CARÊNCIA

Tenho recebido muitos pacientes em meu consultório com uma demanda muito específica: carência. Sempre em um discurso muito pautado na culpa externa, que não o implica a agir: “não fui amado o suficiente pelos meus pais, não tive uma figura de pai ou uma mãe representativa, marcante e, por esse motivo, costumo projetar essa emoção disfuncional em meus relacionamentos. Por esse motivo, não dão certo…”

Muitas vezes exige da minha parte, enquanto psicólogo, uma grande desconstrução, de modo a promover outra reflexão acerca deste vivido, uma vez que esse mesmo interlocutor passou praticamente toda a existência se apoiando nesta fala, que até aquele momento, fez sentido, foi coerente, justificada pela questão causa-efeito.

Confesso de que esta “deficiência” é uma situação plausível de se debruçar, mas permanecer nela, pode ser um grande erro, principalmente nos casos em que a vida não nos possibilitou uma escolha, como: falecimento, abandono ou mesmo ausência desta figura.

O que fazer com as pessoas que nem tiveram essas referências tão importantes?
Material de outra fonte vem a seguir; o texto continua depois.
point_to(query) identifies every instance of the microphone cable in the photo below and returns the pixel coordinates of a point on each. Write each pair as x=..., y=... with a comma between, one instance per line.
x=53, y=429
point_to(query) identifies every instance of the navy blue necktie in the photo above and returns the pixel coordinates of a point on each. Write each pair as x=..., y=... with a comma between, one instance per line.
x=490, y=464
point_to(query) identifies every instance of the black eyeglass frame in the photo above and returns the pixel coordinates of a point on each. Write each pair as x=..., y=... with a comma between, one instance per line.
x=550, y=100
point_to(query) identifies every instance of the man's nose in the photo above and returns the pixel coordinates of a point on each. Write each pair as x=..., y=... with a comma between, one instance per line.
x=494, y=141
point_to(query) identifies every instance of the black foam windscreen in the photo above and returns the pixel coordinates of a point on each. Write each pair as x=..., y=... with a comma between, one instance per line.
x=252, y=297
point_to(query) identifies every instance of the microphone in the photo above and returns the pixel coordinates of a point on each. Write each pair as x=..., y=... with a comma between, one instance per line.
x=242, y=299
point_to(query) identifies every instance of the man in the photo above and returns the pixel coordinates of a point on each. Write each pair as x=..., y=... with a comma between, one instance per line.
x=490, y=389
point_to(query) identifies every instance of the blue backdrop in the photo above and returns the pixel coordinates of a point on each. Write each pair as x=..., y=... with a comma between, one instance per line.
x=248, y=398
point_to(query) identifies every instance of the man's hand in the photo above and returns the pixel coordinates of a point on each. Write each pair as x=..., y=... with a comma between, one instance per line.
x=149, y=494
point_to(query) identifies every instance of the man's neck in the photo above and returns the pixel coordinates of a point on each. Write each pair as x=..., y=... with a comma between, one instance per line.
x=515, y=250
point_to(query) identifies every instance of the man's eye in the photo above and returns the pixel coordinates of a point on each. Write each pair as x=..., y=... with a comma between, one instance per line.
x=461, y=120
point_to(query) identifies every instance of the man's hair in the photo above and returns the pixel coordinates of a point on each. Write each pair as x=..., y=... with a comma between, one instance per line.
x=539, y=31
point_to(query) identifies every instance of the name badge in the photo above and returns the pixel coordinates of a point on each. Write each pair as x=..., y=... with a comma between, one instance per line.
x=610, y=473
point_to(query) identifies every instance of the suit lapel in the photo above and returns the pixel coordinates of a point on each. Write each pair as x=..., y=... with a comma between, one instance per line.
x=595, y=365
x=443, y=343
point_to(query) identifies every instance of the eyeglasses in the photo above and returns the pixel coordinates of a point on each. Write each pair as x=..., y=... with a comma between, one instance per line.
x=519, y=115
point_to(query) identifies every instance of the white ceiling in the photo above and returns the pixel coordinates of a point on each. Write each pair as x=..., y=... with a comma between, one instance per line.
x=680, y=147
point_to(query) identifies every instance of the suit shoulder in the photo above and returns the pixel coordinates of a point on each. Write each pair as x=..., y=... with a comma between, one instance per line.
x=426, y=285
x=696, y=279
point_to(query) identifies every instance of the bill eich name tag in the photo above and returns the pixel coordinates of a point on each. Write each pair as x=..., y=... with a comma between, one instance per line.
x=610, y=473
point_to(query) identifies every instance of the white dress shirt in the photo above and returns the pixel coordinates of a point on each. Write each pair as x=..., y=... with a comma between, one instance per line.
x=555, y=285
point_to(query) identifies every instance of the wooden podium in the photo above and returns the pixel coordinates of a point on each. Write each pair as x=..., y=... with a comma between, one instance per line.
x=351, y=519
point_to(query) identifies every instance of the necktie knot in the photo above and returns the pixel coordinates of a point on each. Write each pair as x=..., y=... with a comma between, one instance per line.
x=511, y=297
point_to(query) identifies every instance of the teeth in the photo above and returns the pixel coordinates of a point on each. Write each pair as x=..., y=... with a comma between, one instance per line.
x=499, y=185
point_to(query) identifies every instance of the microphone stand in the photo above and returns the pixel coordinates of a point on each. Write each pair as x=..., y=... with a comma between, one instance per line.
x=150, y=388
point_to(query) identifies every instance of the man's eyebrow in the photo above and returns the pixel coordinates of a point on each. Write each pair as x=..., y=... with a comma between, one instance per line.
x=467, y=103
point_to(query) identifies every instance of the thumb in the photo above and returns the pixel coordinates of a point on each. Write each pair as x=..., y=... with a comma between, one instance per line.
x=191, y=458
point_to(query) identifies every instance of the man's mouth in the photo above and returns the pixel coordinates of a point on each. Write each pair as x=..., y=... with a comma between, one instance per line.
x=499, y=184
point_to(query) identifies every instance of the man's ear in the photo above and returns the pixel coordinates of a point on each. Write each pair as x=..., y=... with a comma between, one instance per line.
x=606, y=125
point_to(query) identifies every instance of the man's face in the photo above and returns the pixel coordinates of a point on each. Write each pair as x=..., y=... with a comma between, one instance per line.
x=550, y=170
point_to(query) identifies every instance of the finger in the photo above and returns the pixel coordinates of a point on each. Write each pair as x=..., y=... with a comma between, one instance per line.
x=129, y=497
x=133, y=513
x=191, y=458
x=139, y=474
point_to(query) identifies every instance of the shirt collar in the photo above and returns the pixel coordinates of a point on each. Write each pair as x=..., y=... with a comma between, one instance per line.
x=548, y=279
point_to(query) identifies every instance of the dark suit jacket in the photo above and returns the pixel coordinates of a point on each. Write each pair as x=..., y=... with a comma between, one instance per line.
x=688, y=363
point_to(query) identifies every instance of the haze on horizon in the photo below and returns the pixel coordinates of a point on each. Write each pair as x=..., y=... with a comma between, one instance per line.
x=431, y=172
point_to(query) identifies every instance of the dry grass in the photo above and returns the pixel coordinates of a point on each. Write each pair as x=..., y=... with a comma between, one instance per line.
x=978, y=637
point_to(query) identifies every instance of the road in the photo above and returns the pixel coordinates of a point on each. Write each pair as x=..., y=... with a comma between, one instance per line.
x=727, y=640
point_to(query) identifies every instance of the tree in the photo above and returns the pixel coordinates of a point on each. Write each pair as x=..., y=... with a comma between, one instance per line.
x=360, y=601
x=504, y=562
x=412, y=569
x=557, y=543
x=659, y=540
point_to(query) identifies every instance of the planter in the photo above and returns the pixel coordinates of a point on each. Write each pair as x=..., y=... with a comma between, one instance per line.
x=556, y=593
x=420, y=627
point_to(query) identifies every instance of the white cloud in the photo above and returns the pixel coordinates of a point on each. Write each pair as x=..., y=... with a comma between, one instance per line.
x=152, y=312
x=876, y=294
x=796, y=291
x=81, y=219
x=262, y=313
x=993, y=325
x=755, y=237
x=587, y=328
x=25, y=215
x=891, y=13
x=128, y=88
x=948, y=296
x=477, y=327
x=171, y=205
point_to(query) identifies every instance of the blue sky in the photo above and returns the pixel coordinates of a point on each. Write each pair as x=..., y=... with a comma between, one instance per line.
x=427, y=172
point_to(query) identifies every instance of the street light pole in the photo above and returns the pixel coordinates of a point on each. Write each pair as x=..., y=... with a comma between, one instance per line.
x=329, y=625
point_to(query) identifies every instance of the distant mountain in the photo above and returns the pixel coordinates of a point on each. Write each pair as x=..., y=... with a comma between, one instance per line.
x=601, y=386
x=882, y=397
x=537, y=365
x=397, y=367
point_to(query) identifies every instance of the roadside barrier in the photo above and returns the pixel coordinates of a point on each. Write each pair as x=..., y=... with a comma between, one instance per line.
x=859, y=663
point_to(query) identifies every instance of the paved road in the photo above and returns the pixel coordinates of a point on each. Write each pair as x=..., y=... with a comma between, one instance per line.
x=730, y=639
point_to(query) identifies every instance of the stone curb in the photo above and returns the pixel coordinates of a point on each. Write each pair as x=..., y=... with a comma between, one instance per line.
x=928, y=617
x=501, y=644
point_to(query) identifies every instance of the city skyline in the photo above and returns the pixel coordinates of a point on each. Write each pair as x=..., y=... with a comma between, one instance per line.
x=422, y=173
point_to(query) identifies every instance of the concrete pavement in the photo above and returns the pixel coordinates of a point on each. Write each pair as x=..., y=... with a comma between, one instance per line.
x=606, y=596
Estão fadadas ao modus operandi de ser carente ad eternum? Claro que não! Convicto que esta condição nos inebria e nos impede que prossigamos, enxerguemos novas possibilidades, indico que uma saída é sermos abertura a outros modos de pensar, como, por exemplo: não tive uma referência paterna ou materna, mas, em contrapartida, tive um tio, tia, avô, avó… que pôde representar esse papel imprescindível na minha vida. Se não encontremos neste vivido, ainda podemos desdobrar para outras pessoas tão significativas quanto. Certamente encontraremos…

Por que digo isso? Temos uma tendência confortável de culpar o nosso entorno por questões que nos atravessam constantemente, não precisamos, talvez, de grandes elaborações psicanalíticas de modo a encontrar subsídios para justificar esses sentimentos que permeiam a nossa existência.

É preciso assumir essa limitação vitimista com protagonismo, jogando fora as muletas que te fizeram chegar até aqui e aceitá-la com tomada de consciência de quem você é, do que faz da sua vida, e suas relações interpessoais aqui, neste momento, neste contexto histórico. Faz-se necessário aceitar que o chamamento para esta condição limitante tem o mesmo sentido de transcender-se, compreender a condição dada que hoje é sua limitação: a carência.

Faz sentido, também, entender que nunca saberemos tudo sobre a nossa existência, que qualquer ideia que tenhamos sobre o outro e sobre nós mesmos é apenas isto: uma ideia que nunca traduzirá a totalidade. Qualquer explicação será apenas isto: uma imagem ou um fato, que poderão ser ressignificados a partir do momento que nos propusermos a assumir as nossas limitações não como justificativas, mas como entendimento responsável de nossas escolhas.